Но Павел всё же не забывает об этнических особенностях римской общины: иудеев-христиан и не собирается их отталкивать излишне резкими жестами. Для этого необходимо всё же не отвергать Закон в принципе, но показать его необходимость и желательность, пусть и преходящую. И он поворачивается лицом к Ветхому завету: «Итак, мы уничтожаем закон верою? Никак!» (3:31). Тем более, что это соответствует его внутренней потребности.
И для утверждения своей позиции Павел обращается к одной из наиболее почитаемых евреями фигур Писания – Аврааму. Тем более, что для него эта фигура была уже привычной, использованная ранее им и близкая его ментальности. Он не считает необходимым приводить многоречивое, подготавливающее слушателей, предисловие, но вводит сразу цитату в своём изложении, желая как бы ошеломить и лишить повода для возражения со стороны слушателей (напомним, преимущественно иудеев. – Ф. Г.): «Если «Авраам оправдался делами, он имеет похвалу, но не пред Богом. Ибо что говорит Писание? Поверил Авраам Богу и это вменилось ему в праведность. Воздаяние делающему вменяется не по милости, но по долгу (т. е. в результате «обмена». – Ф. Г.)». Отметим, что Авраам поверил сам, не под принуждением, т. е. поступил как свободный человек, что важно для Павла. «А не делающему, но верующему в того, кто оправдывает нечестивого, вера его вменяется в праведность» (4:3–5). Невольно звучащее сравнение Авраама с «нечестивым» несколько шокирует. Но это издержки увлечённости Павла, погружённого во внутренний диалог самооправдания своей позиции в утверждении благовестия. И уже во второй раз для подкрепления её добавляется ссылка на Давида: «Так и Давид называет блаженным человека, которому Бог вменяет праведность независимо от дел» (4:6). Ссылка, имеющая дополнительный вес в глазах иудеев-христиан, ибо род Мессии – Иисуса возводился к Давиду. Речь о блаженстве здесь идёт вне зависимости от свершения обрезания. И Павел повторяет свою позицию ещё раз: «Мы говорим, что Аврааму вера вменяется в праведность, когда вменялась? По обрезанию или до обрезания? Не по обрезанию, а до обрезания» (4:9-10). И разъясняет, что обрезание лишь дополняющий факт – лишь «печать праведности через веру, которую имел в необрезании, так что он стал отцом всех верующих в необрезании, чтобы им вменялась праведность, и отцом обрезанных, не только принявших обрезание, но и ходящих по следам веры отца нашего Авраама, которую он имел в необрезании» (4:9-12).

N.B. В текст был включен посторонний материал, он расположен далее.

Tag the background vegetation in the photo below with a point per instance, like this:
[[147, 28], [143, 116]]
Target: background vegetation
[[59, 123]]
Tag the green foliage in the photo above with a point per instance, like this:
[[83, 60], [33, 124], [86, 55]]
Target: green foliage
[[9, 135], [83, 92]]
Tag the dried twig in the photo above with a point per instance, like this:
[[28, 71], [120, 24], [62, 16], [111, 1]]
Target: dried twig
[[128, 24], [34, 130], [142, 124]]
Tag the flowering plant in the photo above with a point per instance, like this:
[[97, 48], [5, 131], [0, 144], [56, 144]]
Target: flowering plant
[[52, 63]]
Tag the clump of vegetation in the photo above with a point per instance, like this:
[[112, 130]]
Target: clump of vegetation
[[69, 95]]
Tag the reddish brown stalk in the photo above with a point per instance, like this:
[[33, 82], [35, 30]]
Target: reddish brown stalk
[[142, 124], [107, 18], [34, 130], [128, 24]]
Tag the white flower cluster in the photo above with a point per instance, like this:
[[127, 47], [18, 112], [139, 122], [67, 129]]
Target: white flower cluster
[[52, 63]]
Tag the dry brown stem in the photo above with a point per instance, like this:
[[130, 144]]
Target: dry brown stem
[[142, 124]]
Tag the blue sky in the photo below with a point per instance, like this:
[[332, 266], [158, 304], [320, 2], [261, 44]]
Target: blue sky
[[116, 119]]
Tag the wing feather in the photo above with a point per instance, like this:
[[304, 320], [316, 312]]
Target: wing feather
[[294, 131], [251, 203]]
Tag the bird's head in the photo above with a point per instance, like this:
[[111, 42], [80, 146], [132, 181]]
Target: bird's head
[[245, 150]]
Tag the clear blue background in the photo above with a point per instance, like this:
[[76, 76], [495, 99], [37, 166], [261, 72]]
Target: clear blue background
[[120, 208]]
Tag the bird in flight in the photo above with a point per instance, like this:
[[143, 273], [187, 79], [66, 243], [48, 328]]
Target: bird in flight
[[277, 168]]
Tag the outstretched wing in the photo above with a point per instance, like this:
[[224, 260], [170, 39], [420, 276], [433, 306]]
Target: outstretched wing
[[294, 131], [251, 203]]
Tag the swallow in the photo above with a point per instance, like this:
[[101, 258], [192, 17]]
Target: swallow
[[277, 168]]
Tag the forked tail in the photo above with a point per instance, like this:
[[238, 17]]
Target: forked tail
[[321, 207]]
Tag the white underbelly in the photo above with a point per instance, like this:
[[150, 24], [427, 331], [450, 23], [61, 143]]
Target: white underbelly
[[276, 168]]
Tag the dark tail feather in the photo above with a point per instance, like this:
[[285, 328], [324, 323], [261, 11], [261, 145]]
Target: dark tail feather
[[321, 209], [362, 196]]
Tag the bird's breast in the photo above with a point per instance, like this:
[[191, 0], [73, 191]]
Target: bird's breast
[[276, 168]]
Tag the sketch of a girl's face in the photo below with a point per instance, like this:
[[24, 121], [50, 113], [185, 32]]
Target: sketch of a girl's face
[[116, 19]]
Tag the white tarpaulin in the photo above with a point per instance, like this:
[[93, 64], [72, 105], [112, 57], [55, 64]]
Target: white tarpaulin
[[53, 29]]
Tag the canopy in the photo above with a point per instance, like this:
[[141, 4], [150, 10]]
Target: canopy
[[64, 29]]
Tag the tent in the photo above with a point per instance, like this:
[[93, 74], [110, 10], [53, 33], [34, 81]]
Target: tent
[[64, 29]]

Мысль Павла в данном случае выражена предельно чётко: для вхождения в «блаженство» первична вера. а обрезание лишь свидетельство свершённого, причём не непременное условие получение этого «блаженства». Необходимость этого обрезания Павел опускает, понимая опасность такого рода полемики. Как собственно, и категоричность отрицания обрезания. Ведь, в конце концов, обрезание не мешало иудохристианам быть христианами. Да и собственное обрезание не вменялось Павлу в качестве порочащего. В том числе, им самим. Очевидная причина непримиримости Павла связана с контингентом неофитов, с которым работал Павел, состоящий из язычников, культурный код которых ни в коей мере не соприкасался с обрезанием. И требовать от них принудительного обрезания, как это считали иудеи, значило на корню подорвать возможность расширения миссионерской практики среди них. Собственно по поводу обрезания иудохристиан Павел не протестовал, что де-факто и было зафиксировано на Иерусалимском соборе: в разделении сферы действия Павла – у язычников и Петра – среди иудеев. Успешность позиции Павла, как показало время, подтвердилась. Вопреки, заметим, в какой-то мере, его надеждам.